Since mid-March, the number of unemployed individuals in the United States has swelled to over 40 million. This means that 1 in 4 Americans is without a job. Some economists believe the country is in a recession while others are expecting a rebound in the second half of the year as restrictions are lifted. In the meantime, though, the CARES Act addresses unemployment through fiscal incentives, an eviction moratorium, and loan forbearance.

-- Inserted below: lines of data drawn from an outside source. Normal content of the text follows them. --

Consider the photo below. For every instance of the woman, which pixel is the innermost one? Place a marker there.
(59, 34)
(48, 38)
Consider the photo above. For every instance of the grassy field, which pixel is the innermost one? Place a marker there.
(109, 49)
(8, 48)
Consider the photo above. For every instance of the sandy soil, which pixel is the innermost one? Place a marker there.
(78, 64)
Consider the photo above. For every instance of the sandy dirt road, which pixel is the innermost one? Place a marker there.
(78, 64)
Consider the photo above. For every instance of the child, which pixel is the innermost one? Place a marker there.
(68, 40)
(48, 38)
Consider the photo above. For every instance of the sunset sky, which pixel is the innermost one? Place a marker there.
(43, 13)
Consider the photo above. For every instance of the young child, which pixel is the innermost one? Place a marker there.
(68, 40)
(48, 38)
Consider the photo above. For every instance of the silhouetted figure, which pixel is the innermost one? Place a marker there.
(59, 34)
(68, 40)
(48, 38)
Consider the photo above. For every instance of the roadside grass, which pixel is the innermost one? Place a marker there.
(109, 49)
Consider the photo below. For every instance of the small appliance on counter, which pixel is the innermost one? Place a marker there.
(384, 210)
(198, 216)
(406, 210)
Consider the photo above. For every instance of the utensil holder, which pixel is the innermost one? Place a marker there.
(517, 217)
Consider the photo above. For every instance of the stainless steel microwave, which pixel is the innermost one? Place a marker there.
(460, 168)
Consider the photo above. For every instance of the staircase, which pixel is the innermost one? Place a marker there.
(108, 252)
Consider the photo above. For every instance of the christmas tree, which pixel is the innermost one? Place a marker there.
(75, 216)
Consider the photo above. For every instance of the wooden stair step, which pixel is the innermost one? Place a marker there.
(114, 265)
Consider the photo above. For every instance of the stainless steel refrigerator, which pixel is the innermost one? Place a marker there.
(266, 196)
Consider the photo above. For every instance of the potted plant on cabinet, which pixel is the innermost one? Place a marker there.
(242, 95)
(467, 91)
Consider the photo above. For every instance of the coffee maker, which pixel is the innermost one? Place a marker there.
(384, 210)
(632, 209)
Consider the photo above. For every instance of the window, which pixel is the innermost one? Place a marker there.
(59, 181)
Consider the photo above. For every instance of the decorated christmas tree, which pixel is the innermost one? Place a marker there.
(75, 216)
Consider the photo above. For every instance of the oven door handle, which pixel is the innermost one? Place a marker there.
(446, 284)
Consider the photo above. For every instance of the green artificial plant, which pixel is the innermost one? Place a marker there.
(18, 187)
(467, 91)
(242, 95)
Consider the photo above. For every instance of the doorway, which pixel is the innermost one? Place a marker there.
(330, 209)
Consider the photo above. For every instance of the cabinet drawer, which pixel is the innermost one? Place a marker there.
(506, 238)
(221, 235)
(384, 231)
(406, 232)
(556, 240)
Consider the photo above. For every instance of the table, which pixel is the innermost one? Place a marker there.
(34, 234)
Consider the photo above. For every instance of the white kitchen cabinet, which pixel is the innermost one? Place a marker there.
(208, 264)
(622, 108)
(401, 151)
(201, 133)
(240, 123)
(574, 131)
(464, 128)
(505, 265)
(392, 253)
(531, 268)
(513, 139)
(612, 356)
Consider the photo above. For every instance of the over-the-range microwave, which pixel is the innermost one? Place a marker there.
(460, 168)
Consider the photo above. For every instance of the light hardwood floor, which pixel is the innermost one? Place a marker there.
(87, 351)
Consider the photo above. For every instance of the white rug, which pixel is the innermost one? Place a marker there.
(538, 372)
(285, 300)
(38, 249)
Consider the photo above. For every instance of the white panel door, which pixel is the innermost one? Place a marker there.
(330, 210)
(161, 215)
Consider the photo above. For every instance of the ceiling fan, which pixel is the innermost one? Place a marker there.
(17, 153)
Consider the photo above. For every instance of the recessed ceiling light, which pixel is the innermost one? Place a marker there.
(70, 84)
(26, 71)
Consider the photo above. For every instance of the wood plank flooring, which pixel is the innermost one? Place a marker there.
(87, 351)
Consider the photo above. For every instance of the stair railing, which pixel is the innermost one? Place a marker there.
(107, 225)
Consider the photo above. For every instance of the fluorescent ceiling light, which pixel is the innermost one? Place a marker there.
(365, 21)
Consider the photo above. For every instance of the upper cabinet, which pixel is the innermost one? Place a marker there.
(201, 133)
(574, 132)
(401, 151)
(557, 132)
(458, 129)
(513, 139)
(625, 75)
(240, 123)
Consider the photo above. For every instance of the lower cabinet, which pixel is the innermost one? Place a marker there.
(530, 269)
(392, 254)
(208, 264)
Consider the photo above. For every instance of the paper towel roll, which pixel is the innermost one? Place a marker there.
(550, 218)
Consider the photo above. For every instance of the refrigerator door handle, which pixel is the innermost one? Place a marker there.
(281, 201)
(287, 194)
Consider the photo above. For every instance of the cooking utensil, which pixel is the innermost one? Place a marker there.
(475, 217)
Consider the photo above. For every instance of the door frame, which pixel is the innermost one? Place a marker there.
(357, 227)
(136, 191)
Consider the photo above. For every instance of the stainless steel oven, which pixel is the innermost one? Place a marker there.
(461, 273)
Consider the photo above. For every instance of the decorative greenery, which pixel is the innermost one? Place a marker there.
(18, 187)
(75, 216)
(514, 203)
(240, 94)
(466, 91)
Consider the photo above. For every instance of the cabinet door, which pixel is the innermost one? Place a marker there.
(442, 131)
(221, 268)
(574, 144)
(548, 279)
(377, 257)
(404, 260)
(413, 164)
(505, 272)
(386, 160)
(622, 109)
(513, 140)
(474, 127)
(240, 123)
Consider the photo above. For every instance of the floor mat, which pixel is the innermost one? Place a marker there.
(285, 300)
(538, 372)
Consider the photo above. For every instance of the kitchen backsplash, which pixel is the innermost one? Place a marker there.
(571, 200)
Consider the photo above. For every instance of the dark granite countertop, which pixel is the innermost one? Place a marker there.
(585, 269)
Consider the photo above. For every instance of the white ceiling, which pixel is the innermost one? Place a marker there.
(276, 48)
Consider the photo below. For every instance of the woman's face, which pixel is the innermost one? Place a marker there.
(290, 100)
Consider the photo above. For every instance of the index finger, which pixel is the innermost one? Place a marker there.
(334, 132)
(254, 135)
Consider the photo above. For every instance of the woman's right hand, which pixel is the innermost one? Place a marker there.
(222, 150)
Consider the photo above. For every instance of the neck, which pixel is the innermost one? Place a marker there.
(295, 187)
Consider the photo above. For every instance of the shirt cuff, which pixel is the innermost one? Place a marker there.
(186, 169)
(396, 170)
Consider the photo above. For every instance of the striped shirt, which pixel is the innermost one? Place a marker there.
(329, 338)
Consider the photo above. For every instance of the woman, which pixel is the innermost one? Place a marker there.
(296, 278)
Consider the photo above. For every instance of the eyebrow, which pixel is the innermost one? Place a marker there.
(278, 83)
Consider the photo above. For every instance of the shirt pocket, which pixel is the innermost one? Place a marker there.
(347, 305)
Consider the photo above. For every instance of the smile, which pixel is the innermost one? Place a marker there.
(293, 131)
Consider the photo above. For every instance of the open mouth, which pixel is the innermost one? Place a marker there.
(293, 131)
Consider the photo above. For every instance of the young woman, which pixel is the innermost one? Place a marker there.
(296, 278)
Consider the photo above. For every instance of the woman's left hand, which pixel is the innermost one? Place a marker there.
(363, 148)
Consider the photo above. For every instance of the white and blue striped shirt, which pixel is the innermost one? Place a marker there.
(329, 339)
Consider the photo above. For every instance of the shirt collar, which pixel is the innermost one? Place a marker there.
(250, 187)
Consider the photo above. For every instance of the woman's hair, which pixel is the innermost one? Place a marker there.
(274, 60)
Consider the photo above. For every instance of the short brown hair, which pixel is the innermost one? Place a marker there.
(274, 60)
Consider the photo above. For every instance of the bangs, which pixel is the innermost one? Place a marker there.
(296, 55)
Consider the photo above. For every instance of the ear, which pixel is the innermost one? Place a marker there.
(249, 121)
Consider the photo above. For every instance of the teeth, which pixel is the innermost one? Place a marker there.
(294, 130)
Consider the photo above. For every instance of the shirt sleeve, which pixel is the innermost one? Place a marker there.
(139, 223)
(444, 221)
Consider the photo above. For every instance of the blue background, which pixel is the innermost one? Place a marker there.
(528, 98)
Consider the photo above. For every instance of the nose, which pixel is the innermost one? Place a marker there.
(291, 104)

In addition to moratoria imposed by many states and municipalities, Section 4024 of the CARES Act implemented a 120-day nationwide moratorium on evictions. This moratorium applies to properties insured, guaranteed, supplemented, protected, or assisted in any way by the U.S. Department of Housing and Urban Development (HUD), Fannie Mae, Freddie Mac, the rural housing voucher program, or the Violence Against Women Act of 1994. This amounts to over 27,000 properties nationwide. Landlords of covered properties are prohibited from evicting tenants for 120 days from the date that the CARES Act was enacted, or until July 25, 2020.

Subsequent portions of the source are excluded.